Beyond the pump, the consequences are spreading into nearly every corner of the economy.
The Strait of Hormuz, a narrow but critical waterway, has effectively been shut down since late February following military strikes. This single chokepoint typically handles about 20% of the world’s oil and liquefied natural gas shipments. Now, tanker traffic has collapsed by more than 90%, creating one of the most severe supply disruptions since the 1970s oil crisis.
But energy is only part of the story.
Fertilizer shipments have also been heavily impacted, with roughly one-third of global seaborne fertilizer trade passing through the strait. Nearly a million metric tons are now stranded, unable to reach global markets.
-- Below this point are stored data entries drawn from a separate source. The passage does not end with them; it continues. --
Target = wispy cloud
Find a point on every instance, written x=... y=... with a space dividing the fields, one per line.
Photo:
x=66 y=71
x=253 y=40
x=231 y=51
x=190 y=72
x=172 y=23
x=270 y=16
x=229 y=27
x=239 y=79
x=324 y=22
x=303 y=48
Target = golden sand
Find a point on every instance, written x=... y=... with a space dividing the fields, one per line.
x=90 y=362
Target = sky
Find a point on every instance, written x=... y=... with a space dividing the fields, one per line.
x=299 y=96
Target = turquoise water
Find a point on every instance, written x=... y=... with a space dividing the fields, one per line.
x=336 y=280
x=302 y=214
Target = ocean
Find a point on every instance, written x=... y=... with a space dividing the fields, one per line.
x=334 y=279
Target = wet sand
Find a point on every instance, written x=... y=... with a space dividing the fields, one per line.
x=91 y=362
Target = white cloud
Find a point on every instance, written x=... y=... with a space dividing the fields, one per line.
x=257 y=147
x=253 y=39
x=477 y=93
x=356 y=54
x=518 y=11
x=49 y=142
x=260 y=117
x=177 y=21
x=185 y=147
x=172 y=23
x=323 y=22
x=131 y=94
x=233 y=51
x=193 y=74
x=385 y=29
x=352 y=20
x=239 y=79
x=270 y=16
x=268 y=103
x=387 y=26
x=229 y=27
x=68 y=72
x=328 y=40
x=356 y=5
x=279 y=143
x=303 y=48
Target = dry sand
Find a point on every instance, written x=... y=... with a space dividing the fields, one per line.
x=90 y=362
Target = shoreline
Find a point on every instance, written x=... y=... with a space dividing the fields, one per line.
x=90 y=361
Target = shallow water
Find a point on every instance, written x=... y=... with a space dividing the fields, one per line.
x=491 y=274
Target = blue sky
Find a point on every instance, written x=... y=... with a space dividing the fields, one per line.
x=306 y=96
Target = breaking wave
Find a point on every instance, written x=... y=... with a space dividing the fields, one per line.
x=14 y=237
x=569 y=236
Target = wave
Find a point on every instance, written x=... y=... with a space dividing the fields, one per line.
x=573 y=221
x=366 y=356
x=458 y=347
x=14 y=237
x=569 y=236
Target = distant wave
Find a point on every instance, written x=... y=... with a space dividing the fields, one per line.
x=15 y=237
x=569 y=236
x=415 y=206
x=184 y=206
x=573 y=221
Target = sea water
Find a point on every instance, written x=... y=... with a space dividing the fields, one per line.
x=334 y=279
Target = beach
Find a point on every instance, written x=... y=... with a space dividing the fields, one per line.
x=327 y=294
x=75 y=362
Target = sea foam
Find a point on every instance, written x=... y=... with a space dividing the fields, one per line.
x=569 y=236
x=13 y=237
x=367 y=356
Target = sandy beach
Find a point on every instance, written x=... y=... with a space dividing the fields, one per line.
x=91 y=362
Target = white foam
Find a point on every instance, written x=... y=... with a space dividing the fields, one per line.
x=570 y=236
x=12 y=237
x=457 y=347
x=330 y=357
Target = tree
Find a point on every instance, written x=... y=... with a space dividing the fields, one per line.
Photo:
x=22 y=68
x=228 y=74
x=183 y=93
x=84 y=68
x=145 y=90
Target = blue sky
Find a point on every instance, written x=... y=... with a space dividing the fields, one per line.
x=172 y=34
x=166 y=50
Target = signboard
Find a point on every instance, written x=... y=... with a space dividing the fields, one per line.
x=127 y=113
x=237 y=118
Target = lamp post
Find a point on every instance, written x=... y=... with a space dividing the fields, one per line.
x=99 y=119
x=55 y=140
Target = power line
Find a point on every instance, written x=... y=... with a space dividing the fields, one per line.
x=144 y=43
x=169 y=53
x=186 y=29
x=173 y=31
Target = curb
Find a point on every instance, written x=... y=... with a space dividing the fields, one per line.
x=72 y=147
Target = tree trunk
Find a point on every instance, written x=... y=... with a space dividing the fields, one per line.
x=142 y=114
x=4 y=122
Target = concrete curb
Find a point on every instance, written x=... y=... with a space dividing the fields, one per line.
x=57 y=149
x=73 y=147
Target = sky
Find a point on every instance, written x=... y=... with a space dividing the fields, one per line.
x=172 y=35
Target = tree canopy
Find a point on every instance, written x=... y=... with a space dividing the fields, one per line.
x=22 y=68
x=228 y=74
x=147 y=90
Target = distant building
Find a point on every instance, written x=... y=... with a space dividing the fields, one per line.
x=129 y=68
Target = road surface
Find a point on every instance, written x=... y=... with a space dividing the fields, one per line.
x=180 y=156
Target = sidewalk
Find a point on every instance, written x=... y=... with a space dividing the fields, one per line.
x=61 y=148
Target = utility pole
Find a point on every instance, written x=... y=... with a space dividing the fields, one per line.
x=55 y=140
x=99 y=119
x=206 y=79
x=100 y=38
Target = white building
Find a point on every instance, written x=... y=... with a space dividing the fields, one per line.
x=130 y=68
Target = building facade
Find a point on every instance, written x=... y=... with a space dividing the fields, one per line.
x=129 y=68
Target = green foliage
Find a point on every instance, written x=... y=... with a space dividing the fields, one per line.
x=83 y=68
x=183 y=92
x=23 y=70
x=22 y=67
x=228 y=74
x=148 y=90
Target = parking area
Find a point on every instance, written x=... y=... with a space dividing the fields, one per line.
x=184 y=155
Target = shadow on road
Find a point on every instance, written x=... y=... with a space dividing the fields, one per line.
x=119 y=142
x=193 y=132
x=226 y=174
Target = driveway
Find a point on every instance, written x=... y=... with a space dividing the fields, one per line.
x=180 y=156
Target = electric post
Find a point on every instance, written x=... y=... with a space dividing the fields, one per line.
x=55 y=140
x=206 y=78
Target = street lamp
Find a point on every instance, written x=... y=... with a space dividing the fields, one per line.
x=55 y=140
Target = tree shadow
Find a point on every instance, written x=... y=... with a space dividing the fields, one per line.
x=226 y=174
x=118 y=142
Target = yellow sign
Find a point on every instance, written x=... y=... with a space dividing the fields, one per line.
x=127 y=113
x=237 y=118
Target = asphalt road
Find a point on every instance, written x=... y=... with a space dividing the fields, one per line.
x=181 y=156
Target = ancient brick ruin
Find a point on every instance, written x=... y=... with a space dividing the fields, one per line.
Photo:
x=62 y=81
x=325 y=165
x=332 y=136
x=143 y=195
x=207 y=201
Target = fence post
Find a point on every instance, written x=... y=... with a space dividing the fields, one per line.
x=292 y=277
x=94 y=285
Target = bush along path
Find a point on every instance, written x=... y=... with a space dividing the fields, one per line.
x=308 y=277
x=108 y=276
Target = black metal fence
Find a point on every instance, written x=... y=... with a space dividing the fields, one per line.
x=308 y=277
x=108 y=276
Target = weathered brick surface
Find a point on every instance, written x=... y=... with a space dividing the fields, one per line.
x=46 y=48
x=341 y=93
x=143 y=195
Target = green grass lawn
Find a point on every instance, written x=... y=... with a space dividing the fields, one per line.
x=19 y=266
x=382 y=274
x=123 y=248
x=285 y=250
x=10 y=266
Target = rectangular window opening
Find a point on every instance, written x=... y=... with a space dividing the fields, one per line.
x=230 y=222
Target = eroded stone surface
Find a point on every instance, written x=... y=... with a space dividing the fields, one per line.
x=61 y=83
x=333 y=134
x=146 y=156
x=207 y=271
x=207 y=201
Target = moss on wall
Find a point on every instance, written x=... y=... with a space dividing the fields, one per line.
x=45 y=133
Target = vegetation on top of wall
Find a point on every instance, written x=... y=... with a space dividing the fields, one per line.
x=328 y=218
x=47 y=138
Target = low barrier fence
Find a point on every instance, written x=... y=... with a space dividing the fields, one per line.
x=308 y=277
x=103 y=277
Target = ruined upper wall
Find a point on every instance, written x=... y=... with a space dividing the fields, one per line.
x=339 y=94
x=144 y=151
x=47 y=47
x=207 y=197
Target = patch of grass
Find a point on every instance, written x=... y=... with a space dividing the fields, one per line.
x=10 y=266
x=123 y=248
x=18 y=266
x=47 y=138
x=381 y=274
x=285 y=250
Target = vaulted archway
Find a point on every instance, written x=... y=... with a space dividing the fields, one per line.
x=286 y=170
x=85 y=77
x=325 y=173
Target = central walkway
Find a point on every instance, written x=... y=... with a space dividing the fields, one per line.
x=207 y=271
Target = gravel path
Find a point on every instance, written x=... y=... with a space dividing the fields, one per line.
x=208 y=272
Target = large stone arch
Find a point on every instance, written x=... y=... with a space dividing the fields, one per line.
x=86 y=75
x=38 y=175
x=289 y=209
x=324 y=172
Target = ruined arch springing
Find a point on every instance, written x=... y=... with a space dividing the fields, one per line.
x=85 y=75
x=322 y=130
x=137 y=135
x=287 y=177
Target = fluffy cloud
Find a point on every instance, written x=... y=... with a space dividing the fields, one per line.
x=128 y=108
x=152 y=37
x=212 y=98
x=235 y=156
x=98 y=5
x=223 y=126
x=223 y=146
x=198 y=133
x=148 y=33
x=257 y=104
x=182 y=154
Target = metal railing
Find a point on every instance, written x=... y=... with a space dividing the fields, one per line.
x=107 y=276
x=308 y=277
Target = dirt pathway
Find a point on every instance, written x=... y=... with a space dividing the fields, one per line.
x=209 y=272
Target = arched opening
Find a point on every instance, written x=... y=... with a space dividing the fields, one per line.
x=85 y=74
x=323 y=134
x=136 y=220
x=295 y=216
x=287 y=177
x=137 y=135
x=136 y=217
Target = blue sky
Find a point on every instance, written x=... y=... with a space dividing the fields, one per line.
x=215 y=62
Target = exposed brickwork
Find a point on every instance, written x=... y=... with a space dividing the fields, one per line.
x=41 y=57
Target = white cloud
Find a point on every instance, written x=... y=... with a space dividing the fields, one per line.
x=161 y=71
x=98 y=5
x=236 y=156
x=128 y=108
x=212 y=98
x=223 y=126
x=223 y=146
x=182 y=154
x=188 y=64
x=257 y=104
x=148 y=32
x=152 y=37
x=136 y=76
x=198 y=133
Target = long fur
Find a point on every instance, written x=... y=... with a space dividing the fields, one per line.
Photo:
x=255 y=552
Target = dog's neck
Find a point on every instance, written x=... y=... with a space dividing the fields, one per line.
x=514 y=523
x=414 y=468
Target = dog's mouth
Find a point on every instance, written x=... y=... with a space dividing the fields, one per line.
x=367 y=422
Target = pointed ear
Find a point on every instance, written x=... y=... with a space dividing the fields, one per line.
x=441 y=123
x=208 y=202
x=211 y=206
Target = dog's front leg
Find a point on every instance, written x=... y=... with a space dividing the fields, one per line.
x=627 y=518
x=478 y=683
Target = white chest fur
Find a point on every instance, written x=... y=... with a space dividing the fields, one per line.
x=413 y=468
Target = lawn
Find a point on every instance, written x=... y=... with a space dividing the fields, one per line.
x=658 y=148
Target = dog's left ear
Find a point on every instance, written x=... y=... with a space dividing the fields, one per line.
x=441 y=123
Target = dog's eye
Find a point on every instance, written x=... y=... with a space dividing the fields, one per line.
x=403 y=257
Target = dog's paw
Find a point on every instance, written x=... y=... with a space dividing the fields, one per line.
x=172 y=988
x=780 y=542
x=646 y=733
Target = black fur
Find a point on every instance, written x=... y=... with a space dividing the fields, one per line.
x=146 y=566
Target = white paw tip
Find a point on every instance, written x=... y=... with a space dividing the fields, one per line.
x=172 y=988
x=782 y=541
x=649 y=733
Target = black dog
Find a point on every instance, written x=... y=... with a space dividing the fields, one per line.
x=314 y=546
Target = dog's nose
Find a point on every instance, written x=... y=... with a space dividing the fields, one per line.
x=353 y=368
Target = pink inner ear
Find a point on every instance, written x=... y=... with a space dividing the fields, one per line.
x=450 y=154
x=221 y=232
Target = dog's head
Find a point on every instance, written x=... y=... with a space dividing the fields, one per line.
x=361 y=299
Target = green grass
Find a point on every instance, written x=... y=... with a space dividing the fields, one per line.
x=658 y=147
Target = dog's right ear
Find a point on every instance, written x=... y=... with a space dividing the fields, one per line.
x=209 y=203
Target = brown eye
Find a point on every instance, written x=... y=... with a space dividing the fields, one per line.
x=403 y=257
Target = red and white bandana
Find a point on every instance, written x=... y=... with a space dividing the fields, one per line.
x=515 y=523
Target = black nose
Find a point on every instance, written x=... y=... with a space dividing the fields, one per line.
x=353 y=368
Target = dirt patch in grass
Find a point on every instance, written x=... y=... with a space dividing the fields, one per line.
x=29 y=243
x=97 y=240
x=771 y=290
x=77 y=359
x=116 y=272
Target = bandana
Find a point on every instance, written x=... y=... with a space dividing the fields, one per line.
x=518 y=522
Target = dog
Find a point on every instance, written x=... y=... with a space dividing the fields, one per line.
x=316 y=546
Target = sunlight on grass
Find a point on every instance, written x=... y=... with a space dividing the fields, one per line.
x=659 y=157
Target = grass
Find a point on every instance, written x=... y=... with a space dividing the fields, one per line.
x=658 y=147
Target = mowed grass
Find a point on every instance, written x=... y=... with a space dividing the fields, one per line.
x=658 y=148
Prices for key agricultural inputs like urea have skyrocketed, jumping 32% in just one week.
American farmers are already feeling the squeeze. The American Farm Bureau Federation, joined by dozens of other groups, has warned that the disruption is hitting an already fragile farm economy at the worst possible time: planting season.
The ripple effects are unavoidable.
Diesel prices, which power the entire supply chain from farms to grocery stores, are projected to climb above $5 per gallon. Analysts warn this will inevitably push food prices higher, adding more pressure on households already struggling with inflation.
Some forecasts paint an even darker picture. If the conflict drags on, oil prices could spike toward $200 per barrel, potentially sending gasoline prices soaring to $7 per gallon nationwide.
For now, Americans are caught between conflicting signals. On one hand, Trump insists the situation will be resolved in weeks. On the other, escalating military actions and tightening global supply suggest the opposite.
At the center of it all is a growing concern that geopolitical decisions are hitting hardest at home. From the gas pump to the grocery aisle, everyday Americans are already paying the price.
And with no clear end in sight, that cost may only continue to rise.